Business Equity Loan Program – City of Charlotte, North Carolina
The Business Equity Loan Program seeks to stimulate small business investment, create and retain jobs, and provide increased opportunities for small businesses to obtain the capital they need to be successful.
The program seeks to accomplish this by partnering with conventional, private-sector lenders in making loans to eligible small businesses in Charlotte, North Carolina.
Eligible Businesses – Start-up and expanding for-profit service, retail, and manufacturing businesses needing additional equity to qualify for primary financing from a Bank and who meet all of the City’s program guidelines are eligible to apply.

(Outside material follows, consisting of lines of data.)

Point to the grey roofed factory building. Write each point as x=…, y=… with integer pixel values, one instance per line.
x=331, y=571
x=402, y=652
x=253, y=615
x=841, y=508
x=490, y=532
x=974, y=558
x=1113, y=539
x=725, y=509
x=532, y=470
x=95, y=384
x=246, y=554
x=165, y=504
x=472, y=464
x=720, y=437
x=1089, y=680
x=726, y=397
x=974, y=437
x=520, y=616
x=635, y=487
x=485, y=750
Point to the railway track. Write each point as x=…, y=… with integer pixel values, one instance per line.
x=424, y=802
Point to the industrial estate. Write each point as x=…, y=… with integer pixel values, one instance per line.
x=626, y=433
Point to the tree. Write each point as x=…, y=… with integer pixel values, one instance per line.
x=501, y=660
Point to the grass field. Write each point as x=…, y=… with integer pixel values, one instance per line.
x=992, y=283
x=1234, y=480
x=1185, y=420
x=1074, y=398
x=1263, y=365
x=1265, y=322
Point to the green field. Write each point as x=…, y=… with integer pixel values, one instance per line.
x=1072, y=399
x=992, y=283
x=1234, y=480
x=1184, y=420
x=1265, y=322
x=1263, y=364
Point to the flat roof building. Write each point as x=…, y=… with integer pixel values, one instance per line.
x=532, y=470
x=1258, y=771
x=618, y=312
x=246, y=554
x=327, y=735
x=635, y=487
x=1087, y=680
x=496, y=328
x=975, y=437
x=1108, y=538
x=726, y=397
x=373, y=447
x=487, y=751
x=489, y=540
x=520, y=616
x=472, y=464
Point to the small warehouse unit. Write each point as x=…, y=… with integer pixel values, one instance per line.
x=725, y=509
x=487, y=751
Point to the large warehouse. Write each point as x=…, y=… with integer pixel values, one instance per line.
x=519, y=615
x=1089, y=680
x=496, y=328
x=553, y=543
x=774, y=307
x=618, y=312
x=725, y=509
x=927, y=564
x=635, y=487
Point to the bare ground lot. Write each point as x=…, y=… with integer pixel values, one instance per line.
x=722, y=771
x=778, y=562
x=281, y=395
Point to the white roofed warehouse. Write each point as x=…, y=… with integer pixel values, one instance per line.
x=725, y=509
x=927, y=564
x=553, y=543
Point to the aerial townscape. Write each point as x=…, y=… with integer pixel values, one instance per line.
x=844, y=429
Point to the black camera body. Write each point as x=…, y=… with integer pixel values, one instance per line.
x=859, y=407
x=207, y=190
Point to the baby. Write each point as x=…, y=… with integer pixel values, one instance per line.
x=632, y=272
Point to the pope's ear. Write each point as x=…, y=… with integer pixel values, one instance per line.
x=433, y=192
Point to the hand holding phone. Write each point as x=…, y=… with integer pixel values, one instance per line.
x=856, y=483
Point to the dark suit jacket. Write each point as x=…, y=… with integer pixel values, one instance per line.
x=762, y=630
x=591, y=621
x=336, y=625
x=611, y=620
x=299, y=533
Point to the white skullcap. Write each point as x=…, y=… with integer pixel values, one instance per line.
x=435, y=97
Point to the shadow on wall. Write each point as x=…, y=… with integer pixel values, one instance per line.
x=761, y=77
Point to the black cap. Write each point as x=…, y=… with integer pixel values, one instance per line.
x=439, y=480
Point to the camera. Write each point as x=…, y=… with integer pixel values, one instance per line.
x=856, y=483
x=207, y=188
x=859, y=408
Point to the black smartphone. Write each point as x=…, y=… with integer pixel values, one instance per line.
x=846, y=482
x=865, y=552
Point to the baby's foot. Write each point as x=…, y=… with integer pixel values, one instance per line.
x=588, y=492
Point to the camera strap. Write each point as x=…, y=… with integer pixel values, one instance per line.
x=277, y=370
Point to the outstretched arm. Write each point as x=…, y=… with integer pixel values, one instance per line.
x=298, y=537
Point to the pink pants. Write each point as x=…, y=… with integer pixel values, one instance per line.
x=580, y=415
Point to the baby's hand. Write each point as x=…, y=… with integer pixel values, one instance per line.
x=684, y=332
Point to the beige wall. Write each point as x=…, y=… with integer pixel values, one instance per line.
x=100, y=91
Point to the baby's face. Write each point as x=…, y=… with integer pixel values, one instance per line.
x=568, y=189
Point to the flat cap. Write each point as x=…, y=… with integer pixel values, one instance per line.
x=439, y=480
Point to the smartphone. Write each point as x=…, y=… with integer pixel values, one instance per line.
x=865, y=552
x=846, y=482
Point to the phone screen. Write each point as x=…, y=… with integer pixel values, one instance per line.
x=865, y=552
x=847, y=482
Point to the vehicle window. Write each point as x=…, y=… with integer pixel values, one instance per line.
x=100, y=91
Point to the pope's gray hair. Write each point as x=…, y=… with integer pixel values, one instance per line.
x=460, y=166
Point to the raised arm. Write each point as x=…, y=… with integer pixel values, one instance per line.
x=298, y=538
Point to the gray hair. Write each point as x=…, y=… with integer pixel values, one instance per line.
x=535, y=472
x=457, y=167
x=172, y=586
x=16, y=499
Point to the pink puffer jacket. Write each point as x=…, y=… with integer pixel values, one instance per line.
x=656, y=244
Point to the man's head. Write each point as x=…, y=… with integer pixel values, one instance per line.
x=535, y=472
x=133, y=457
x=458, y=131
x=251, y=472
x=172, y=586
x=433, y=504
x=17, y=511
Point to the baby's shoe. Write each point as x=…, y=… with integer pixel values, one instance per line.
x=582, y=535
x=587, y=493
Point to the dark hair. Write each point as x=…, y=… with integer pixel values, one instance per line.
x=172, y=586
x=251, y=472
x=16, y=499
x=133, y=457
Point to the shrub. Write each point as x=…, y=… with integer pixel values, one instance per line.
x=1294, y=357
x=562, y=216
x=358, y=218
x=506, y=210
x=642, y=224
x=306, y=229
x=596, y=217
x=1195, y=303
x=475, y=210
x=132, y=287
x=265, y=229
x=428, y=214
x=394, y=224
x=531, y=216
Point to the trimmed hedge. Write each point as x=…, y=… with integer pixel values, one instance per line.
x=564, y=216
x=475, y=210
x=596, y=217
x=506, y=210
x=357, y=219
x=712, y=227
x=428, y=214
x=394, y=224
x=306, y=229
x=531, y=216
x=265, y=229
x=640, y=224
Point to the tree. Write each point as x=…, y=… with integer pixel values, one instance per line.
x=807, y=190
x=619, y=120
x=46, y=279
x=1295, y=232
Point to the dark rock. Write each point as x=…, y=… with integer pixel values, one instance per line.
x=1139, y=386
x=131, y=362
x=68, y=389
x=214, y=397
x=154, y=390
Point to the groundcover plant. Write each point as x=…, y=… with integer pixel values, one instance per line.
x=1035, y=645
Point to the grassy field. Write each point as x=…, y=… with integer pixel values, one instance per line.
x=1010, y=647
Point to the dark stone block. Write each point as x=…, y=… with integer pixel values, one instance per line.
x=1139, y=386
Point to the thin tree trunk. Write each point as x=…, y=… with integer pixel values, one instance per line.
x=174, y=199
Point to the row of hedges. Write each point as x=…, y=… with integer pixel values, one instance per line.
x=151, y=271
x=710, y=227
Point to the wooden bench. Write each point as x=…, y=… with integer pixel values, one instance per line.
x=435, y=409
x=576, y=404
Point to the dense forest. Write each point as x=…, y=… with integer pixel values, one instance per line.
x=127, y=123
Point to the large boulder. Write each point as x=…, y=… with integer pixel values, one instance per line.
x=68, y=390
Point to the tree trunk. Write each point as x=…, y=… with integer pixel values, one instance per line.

– Businesses located outside of the Business Corridor Revitalization Geography must be in one of the following sectors: Health; Defense; Energy/Environment; Finance; Motorsports; Manufacturing.
– Business owners must have less than $750,000 of personal net worth.
– Prohibited businesses include adult oriented businesses, nightclubs, bars, hotels/motels, tattoo parlors, body-piercing shops, check cashing, pawnshops, car sales lots, gambling including but not limited to internet sweeps and cafes, businesses operating from residential property, non-profits, and any non-conforming uses.
Job Creation and Retention A minimum of one (1) new full-time equivalent job must be created or retained for every $65,000 of City loan funds.
Additional consideration is given for manufacturing firms.
Maximum Loan Amounts Maximum Loan Amounts are based upon a number of factors including the Bank loan amount, jobs being created or retained, and location of the business: – The City loan will not exceed the total Bank loan amount.
– A borrower’s cumulative City loan(s) cannot exceed $100,000. Manufacturing businesses have a maximum limit of $150,000. – For projects located within the Business Corridor Revitalization Geography, the City loan can be up to 40% of the total project costs.
– For projects located outside of the Business Corridor Revitalization Geography, the City loan can be up to 25% of the total project costs Loan Terms Principal repayment of the City’s loan is typically deferred for 1 – 3 years based upon project analysis and underwriting as conducted by the City.
– During the deferral period the City will require a minimum monthly payment; this payment may consist of interest-only payments based on the current prime rate.
– Upon expiration of the deferral period the Borrower is required to begin Principal and Interest (P&I) amortization of the loan, typically priced at the then current prime rate and not to exceed prime + 1.00%.
– Typical loan term is 10-years, including the deferral period, though longer or shorter terms can be considered based upon project underwriting and generally accepted commercial loan underwriting guidelines.